Some situations where it may be beneficial to consider an early exercise:
- Spread between the exercise price and FMV is zero
- Company is unlikely to be acquired before desired holding period is met
- You have enough cash on hand to buy the shares and pay any tax due – without selling the stock
- You are confident about the growth of the company and the likelihood of a future IPO or liquidity event
Drawbacks and risks when exercising early
There are several serious risks when exercising unvested restricted shares. Here are a few to consider.
- If you leave your job with unvested shares. The company can repurchase the stock at the lesser of your strike price or the current FMV. You don’t get a refund on the tax paid with an 83(b) election.
- No liquidity event. Companies are staying private for longer. There’s no guarantee there will ever be an exit or secondary market for you to sell stock. Exercising options at a startup can be the easiest to do financially (low strike price – lots of potential upside) but it’s also the most unclear as to the longevity and path of the business.
- Stock price/valuations decline.

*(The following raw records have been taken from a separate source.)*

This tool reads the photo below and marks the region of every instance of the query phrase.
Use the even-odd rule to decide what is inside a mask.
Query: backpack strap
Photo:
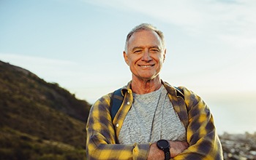
[[[176,89],[177,96],[180,96],[183,98],[183,100],[185,100],[183,90],[177,87],[174,87],[174,88]]]
[[[121,94],[121,88],[116,90],[110,100],[110,115],[112,120],[114,119],[117,111],[119,110],[121,103],[123,103],[124,97]]]

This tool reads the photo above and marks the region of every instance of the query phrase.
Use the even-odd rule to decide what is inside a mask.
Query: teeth
[[[140,67],[145,67],[145,68],[146,68],[146,67],[151,67],[151,65],[140,65]]]

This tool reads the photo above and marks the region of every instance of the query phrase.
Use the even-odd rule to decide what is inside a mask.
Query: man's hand
[[[170,153],[172,158],[176,156],[189,147],[189,144],[186,141],[169,141]]]
[[[170,153],[172,158],[181,153],[189,147],[189,144],[186,141],[169,141]],[[165,153],[158,148],[157,143],[150,145],[148,160],[164,160]]]

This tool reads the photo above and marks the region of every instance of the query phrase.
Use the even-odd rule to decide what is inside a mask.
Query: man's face
[[[134,33],[128,41],[125,62],[133,79],[150,80],[159,76],[165,57],[160,37],[153,31]]]

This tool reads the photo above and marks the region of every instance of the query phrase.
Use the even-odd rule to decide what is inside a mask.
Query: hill
[[[85,159],[90,104],[0,61],[0,159]]]

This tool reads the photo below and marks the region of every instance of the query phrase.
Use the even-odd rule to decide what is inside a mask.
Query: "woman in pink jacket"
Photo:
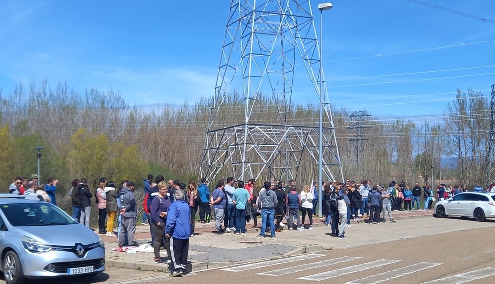
[[[96,189],[96,201],[98,208],[98,233],[106,234],[106,193],[103,189],[106,182],[100,181]]]

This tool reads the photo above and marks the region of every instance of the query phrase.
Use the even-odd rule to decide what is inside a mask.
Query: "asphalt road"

Regardless of whether there’s a public market for the stock or not, the value of a company doesn’t just go up. Especially if considering an exercise before an IPO, the private valuation may be higher than what the public market thinks it’s worth. Further, your taxable spread could be very large.
- Cash and concentration risk. Exercising options can sometimes require a significant cash outlay to buy the shares and possibly pay tax. Robbing your emergency fund or taking out a loan only increases your risk. Also consider your overall concentration and liquidity. Serial startup employees may have private shares with past companies, creating an overall situation that’s very illiquid and concentrated in a few companies.
- Future tax laws. Exercising early also means placing a bet on future tax rates. There’s currently proposals that would nearly double the long-term capital gains tax rate. Affected taxpayers may actually be worse off by exercising early, especially considering any opportunity costs.
- M&A can ruin your plans. The IRS doesn’t care why you have a disqualifying disposition or short-term capital gain. If your company is bought or acquired before your holding period is met, there may be negative tax implications. Note: unexercised ISOs can be considered cancelled options in some buyouts, triggering payroll taxes.
What’s the best exercise strategy?
There’s no one best strategy for every situation. But sometimes, waiting to exercise until there’s certainty can be a good approach. Especially if the goal is diversification, knowing the tax impact and net profit helps decision-making. Further, when the company is public, there are often other ways to purchase the stock, such as a cashless or net exercise. Public markets offer liquidity, after the lockup expires. When considering the pros and cons of any exercise strategy, don’t let the tax tail wag the dog.
This article is for informational purposes only and not to be misinterpreted as personalized advice or a recommendation for any specific investment product, strategy, or financial decision. This article does not contain sufficient information to support a financial or investment decision. If you have questions about your personal situation, consider speaking with a financial or tax advisor.